Бутылка была пуста. Подозвав официанта, я попросил принести еще одну. В результате этой паузы Поль потерял нить разговора.
- Вы говорили о жизнеописаниях, - подсказал я ему.
- А, да, - вспомнил он.
- Вы радовались, что наконец можете читать интимную переписку мертвых.
- Знаю, знаю,- говорил Поль, словно хотел предупредить возражения противной стороны. - Уверяю вас: копаться в интимной переписке кого-то, допрашивать его бывших любовниц, уговаривать докторов выдать медицинские тайны - все это омерзительно. Авторы жизнеописаний - подонки, и я никогда не сел бы с ними за один стол, как с вами. Робеспьер также не сел бы за один стол с чернью, которая грабила и испытывала коллективный оргазм, наслаждаясь зрелищем казни. Но он знал, что без нее ничего не получится. Подонки - инструмент справедливой революционной ненависти.

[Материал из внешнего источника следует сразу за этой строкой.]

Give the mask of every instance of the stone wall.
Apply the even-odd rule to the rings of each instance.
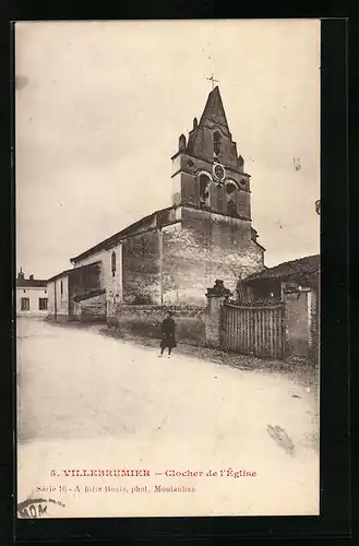
[[[171,307],[176,321],[176,337],[179,343],[189,345],[205,345],[205,311],[204,306]],[[111,324],[120,332],[141,335],[144,337],[160,339],[160,324],[165,319],[168,307],[120,305],[116,319]]]
[[[160,304],[160,232],[135,235],[122,244],[124,304]]]
[[[74,302],[73,320],[106,322],[106,294]]]
[[[235,293],[241,273],[263,266],[263,250],[244,221],[183,209],[182,225],[163,229],[164,305],[205,305],[216,278]]]
[[[48,318],[68,320],[69,318],[69,276],[59,275],[47,285]]]

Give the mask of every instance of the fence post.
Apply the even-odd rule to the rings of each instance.
[[[225,288],[224,282],[218,280],[212,288],[207,288],[207,308],[205,312],[205,336],[206,345],[220,347],[222,344],[222,316],[224,302],[229,298],[231,292]]]

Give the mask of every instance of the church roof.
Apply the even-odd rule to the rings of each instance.
[[[21,288],[46,288],[47,281],[43,278],[16,278],[16,286]]]
[[[127,236],[131,235],[131,233],[136,229],[137,227],[141,227],[142,224],[149,222],[154,219],[156,216],[158,216],[158,221],[161,222],[161,213],[166,213],[172,210],[172,206],[166,206],[165,209],[160,209],[158,211],[153,212],[152,214],[148,214],[147,216],[143,216],[141,219],[134,222],[133,224],[130,224],[125,228],[121,229],[120,232],[117,232],[116,234],[111,235],[107,239],[98,242],[94,247],[91,247],[89,249],[85,250],[79,256],[75,256],[74,258],[70,258],[70,262],[76,262],[79,260],[83,260],[87,256],[91,256],[94,252],[98,252],[99,250],[103,250],[105,248],[111,247],[111,245],[116,245],[117,241],[125,238]],[[164,222],[166,224],[166,222]]]
[[[219,123],[222,126],[226,126],[226,128],[228,129],[226,112],[223,106],[218,85],[214,90],[212,90],[208,95],[206,105],[200,119],[200,126],[203,126],[206,119],[215,121],[216,123]]]

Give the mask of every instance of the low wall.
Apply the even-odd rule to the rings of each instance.
[[[74,301],[71,320],[81,322],[106,322],[106,295],[100,294],[81,301]]]
[[[168,308],[149,305],[121,305],[116,316],[108,318],[108,324],[120,331],[144,337],[160,339],[160,324]],[[206,345],[205,310],[203,306],[171,307],[176,322],[176,339],[189,345]]]
[[[69,321],[69,314],[52,314],[49,313],[47,316],[47,320],[53,321],[53,322],[68,322]]]

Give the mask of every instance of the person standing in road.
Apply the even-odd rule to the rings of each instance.
[[[176,323],[173,320],[173,314],[168,311],[166,319],[163,321],[161,327],[161,337],[160,337],[160,354],[163,356],[165,349],[168,348],[168,358],[170,358],[171,351],[176,347]]]

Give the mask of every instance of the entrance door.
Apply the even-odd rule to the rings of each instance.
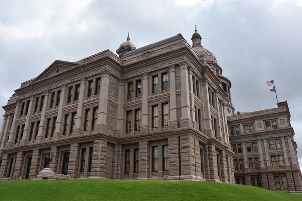
[[[70,152],[65,152],[63,154],[63,165],[62,174],[67,175],[68,173],[68,165],[69,163],[69,156]]]
[[[26,167],[26,172],[25,173],[25,179],[28,179],[29,177],[29,172],[30,171],[30,165],[31,165],[31,157],[29,157],[27,159],[27,166]]]

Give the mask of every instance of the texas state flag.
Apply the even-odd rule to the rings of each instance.
[[[276,89],[275,88],[274,86],[273,86],[272,87],[269,87],[269,90],[270,90],[271,92],[276,92]]]

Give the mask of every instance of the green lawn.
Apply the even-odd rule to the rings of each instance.
[[[302,200],[302,194],[206,182],[76,179],[0,182],[0,200]]]

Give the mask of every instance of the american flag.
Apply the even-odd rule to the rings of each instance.
[[[271,81],[266,81],[266,84],[269,86],[274,86],[275,84],[274,84],[274,80]]]

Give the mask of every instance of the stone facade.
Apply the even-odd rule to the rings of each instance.
[[[56,60],[21,83],[3,106],[0,177],[36,178],[51,149],[50,168],[73,178],[235,183],[231,83],[191,39],[136,49],[128,36],[119,57]]]

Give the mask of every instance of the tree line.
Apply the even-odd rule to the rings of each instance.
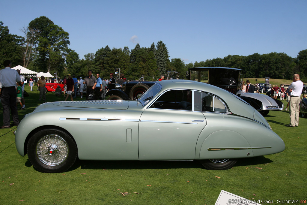
[[[247,56],[229,55],[186,64],[180,58],[170,60],[166,45],[160,41],[148,47],[141,47],[138,43],[131,50],[127,46],[111,49],[107,45],[80,59],[69,48],[69,34],[46,17],[37,18],[21,29],[23,37],[10,34],[3,25],[0,22],[1,69],[3,61],[8,59],[15,65],[52,75],[56,72],[61,77],[69,73],[84,77],[89,69],[106,77],[119,68],[128,80],[138,79],[144,75],[145,80],[156,81],[169,70],[180,73],[179,78],[185,79],[189,68],[222,67],[242,69],[247,78],[292,79],[292,75],[297,73],[302,81],[307,82],[307,49],[300,51],[295,58],[283,53],[256,53]]]

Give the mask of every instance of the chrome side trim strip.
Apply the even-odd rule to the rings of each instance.
[[[178,123],[179,124],[197,124],[197,123],[192,122],[173,122],[172,121],[160,121],[154,120],[140,120],[141,122],[164,122],[166,123]]]
[[[60,117],[59,118],[60,120],[82,120],[82,121],[124,121],[127,122],[138,122],[139,120],[134,119],[125,119],[123,118],[77,118],[68,117]]]
[[[208,148],[208,151],[216,151],[221,150],[238,150],[242,149],[265,149],[271,148],[272,147],[246,147],[241,148]]]

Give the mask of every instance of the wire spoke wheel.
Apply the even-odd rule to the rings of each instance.
[[[67,143],[57,135],[43,137],[36,146],[37,157],[47,165],[54,166],[61,164],[67,158],[68,152]]]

- Что же революционного в ненависти к Хемингуэю? - сказал я.
- Я не говорю о ненависти к Хемингуэю! Я говорю о его творчестве! Я говорю об их творчестве! Нужно было уже наконец сказать вслух, что читать о Хемингуэе в тысячу раз занятнее и поучительнее, нежели читать самого Хемингуэя. Нужно было показать, что творчество Хемингуэя - всего лишь зашифрованная жизнь Хемингуэя, что жизнь эта была столь же жалкой и ничтожной, как и жизнь всех нас.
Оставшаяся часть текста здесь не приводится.